La semana pasada he estado apilando leña para la chimenea que tengo en el piso para el próximo invierno en un pajar de la aldea. Nada hay más acogedor en pleno invierno que contemplar las llamas de la lumbre, a veces incluso más que la TV que a su lado despotrica. Una madera que por cierto ya la vendiera hace dos años, pero el maderero dejó casi la mitad sin talar. Y así resultó que en dos fincas vendidas he hecho acopio de leña como nunca lo había hecho. Lo de los madereros es cosa aparte, pues cuando la vendí, había quien llegó a ofrecerme la mitad o menos de lo que alguno tasaba. Así que decidí contratar unos obreros y apilarla. Su trabajo me había costado plantar hace unos veinte años yo solito, ya en cada finca, al acabar, siempre rezaba un padrenuestro para que Dios me diera tiempo para venderla. Pero ahora quería plantar otra vez y las quería limpias; algunas ya las he plantado, pero el padrenuestro de ahora se lo pedí para que los futuros vendedores no fueran timados. Así resultó que en unas fincas vendí otra vez lo vendido que dejaron y en otra, que era grande, acordé talarla y guardarla para el invierno.

Pero resulta que en dicho pajar ya hace tres años que lo he retejado por obrero cualificado, y por dos veces la misma gotera me humedeció alguna leña. Estos días lluviosos ha aparecido otra vez la dichosa gotera -que en el centro mismo está- como si se tratase de algo viral, como dicen ahora. Un obrero que apilaba se me ofreció voluntario para repararla, pero como si nada.

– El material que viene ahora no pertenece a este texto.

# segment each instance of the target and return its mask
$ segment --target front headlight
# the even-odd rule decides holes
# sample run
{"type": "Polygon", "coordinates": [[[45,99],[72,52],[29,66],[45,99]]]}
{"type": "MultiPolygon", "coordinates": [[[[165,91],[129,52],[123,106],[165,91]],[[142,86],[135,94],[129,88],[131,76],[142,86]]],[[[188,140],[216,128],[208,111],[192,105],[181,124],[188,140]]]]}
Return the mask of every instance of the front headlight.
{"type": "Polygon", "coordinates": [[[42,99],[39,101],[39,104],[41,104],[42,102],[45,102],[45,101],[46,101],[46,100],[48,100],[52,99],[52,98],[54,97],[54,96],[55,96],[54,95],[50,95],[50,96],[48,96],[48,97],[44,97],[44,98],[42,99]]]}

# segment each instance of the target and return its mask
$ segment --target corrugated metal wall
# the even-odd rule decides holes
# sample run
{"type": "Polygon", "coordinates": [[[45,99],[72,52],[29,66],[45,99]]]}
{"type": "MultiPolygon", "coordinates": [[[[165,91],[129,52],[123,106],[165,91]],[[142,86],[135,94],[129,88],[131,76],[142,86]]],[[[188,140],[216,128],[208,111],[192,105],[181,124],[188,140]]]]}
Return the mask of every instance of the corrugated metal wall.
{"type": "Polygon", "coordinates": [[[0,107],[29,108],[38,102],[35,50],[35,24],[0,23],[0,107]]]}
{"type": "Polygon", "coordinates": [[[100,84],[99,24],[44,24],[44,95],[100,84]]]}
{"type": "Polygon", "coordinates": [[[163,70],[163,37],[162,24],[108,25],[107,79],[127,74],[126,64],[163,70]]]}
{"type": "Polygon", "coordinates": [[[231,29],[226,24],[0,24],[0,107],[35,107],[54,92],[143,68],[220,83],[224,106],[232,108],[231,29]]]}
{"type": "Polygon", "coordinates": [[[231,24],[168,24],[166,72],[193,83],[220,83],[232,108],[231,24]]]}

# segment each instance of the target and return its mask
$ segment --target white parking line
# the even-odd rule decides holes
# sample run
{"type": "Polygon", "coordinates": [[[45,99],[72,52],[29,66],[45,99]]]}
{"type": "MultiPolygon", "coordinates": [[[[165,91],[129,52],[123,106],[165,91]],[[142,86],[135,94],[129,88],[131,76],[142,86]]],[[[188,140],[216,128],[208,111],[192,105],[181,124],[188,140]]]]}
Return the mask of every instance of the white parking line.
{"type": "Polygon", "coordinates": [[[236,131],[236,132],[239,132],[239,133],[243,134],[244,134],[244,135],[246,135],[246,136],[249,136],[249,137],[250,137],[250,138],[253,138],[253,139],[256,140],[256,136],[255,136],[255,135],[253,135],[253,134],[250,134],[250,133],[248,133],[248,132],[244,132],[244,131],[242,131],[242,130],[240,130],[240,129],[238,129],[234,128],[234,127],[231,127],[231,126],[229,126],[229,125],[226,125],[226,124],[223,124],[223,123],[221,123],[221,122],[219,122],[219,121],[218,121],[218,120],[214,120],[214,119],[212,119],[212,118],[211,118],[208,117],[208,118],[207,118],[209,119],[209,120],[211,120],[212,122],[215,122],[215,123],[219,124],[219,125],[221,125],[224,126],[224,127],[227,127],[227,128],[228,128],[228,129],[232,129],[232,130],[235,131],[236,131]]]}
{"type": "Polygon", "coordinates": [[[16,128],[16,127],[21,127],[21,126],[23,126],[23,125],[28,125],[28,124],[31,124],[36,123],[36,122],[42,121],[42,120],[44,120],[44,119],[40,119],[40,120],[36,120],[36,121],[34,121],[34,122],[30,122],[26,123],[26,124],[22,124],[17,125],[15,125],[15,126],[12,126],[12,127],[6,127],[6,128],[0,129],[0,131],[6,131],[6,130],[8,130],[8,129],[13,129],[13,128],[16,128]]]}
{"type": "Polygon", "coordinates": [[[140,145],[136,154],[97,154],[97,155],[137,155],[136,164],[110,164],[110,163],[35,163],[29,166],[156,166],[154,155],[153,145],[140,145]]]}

Anteayer he sido yo personalmente quien me he subido y ver lo que había. Un arrimo o apoyo resquebrajado, casi imperceptible a simple vista que hacía comba y permitía aquel goteo insensato y caprichoso. No hay como el ojo del dueño para su ganado Lo reparé a conciencia, pero, estando en ello, se me cayó una teja, que con ruido y estropicio se rompió en varios pedazos, No podía ser menos. Ya se sabe. Lo normal. Y entonces, viéndola en perspectiva, desde arriba en donde estaba, me acordé de aquel profesor de bachillerato, quien decía que incluso José de Portor, -"retellador de sona", le decía al joven ayudante, quien esperaba la regañina por dejar caer una teja, que sabía sin saberlo, filosofía griega de los antiguos sobre el ser y el no ser, pues a modo de bronca le soltaba que la materia era la misma, solo había cambiado la forma.

Mi amigo y vecino, el más viejo de la parroquia, al escucharlo y sin dejar de saborear su taza de vino, me dice que la bondad del guiso solo se aprecia al comerlo. Y dice bien.